Published 28 October 2011

The Serious Fraud Office has charged Dominion Finance Holdings Ltd majority shareholder & director Terry Butler & 3 others over $20 million of unauthorised related-party lending in the 4 years before its liquidation.

Mr Butler (64), director & lawyer Barry Whale (64), former chief executive Paul Cropp (48) and a fourth person subject to a non-publication order appeared in the Auckland District Court yesterday on a combined total of 14 charges under the Crimes Act of theft by a person in a special relationship. They were remanded without plea until Friday 9 December.

The charges related to operating subsidiaries of the listed holding company, Dominion Finance Group Ltd & North South Finance Ltd.
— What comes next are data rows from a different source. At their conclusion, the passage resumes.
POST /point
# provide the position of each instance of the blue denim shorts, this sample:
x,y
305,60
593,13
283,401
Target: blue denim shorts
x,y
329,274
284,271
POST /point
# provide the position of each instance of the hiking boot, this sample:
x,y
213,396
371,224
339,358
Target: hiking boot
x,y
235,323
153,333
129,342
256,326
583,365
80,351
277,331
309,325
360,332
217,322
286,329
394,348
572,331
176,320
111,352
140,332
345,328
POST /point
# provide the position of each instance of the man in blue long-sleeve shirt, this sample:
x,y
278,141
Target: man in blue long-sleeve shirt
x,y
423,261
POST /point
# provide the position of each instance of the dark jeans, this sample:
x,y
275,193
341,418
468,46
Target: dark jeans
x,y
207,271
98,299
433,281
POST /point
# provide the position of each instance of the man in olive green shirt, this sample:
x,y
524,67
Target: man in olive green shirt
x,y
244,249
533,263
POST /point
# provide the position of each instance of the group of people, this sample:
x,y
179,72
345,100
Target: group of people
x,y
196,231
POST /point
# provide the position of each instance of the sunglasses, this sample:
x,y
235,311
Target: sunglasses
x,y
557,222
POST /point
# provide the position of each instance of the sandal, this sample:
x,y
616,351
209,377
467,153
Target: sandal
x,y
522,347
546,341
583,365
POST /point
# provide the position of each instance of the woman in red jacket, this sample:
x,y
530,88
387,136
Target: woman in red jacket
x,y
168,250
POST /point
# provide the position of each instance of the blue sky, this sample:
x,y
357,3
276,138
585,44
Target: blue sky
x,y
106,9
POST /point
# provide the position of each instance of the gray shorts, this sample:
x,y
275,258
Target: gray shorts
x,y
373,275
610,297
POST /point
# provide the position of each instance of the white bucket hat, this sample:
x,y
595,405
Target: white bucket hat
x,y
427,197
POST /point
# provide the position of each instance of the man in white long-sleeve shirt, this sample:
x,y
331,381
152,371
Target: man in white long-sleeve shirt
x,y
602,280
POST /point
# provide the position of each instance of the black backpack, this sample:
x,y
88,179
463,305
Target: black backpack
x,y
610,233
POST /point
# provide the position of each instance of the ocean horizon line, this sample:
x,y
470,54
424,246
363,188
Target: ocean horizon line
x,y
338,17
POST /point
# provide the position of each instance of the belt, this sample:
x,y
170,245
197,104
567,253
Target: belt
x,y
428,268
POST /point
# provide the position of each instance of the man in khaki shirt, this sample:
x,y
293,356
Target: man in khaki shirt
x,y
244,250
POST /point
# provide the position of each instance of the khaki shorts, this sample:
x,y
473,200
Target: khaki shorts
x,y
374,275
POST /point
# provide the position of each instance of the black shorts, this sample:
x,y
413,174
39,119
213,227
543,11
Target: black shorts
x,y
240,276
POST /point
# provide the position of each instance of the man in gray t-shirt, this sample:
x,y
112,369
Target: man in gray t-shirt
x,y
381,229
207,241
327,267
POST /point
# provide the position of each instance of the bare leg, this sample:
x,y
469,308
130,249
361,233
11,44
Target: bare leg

The Serious Fraud Office has alleged the defendants participated in unauthorised related-party lending totalling over $20 million between 2004-08, in breach of the trust deeds entered into by the 2 subsidiary finance companies.
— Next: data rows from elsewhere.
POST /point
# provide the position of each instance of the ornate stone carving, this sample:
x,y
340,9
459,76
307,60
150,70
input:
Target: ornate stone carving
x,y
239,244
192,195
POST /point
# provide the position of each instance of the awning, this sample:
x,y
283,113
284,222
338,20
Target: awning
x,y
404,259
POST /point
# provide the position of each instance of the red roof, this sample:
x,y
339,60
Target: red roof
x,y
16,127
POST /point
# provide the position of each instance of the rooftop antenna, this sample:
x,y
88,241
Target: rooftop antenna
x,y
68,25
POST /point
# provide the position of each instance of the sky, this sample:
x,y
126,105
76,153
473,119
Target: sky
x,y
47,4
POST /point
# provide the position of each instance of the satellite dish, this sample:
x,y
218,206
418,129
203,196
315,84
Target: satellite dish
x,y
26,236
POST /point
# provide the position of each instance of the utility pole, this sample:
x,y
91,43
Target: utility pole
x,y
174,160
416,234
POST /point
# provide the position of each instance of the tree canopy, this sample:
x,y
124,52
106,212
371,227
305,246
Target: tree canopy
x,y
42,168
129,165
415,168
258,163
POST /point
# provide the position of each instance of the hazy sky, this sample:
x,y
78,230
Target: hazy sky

Terry & Ann Butler acquired Dominion Finance Holdings in 1987 and remained the majority shareholders up to its liquidation in 2009. Dominion acquired North South in 2005.

Both subsidiary companies suspended performance of their obligations to investors in July 2008 and proposed moratorium arrangements, but the trustee appointed for the Dominion Finance Group depositors, Perpetual Trust Ltd, declined to support the proposal and the company was put into receivership in September 2008.
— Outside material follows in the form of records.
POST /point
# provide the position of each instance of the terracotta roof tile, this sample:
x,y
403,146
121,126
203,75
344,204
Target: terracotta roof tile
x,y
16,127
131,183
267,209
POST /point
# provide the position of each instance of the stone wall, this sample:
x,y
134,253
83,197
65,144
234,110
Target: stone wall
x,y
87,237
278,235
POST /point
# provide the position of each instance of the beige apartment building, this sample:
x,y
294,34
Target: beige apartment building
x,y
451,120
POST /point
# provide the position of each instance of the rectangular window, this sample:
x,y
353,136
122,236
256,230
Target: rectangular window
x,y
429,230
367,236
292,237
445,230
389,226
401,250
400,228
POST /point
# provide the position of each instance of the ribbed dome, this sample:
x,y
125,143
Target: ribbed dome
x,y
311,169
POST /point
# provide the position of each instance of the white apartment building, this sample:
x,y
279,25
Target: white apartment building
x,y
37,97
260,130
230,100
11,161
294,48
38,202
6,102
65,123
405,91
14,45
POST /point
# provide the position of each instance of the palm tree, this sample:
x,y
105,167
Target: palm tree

At that time, Dominion Finance Group owed 5937 debentureholders $177 million and wholesale lenders were owed another $55 million.

The trustee acting for the North South depositors, Covenant Trustee Ltd, accepted the proposal and the moratorium continued until July 2010. At the time receivers were appointed, North South owed debentureholders $31 million and wholesale lenders $15 million.

Dominion Finance Holdings entered voluntary administration on 15 October 2008. Following an administrators’ recommendation, it was placed in liquidation on 3 February 2009 with an estimated deficit exceeding $115 million.

SFO chief executive Adam Feeley said the group in total was recorded as having unpaid creditors in the region of $400 million.

The Securities Commission (now the Financial Markets Authority) laid criminal charges and issued civil proceedings under the Securities Act against former Dominion Finance & North South directors. The Serious Fraud Office began its investigation last October after referral from the securities Commission.

Mr Feeley said these charges concluded the twelfth investigation into a finance company by the Serious Fraud Office, leaving 3 to be completed. Of those concluded, 8 had resulted in charges being laid by the SFO and another charged by another agency.

“The remaining investigations – South Canterbury Finance Ltd, Rockforte Finance Ltd & Hanover Finance Ltd – are well advanced and nearing conclusions.”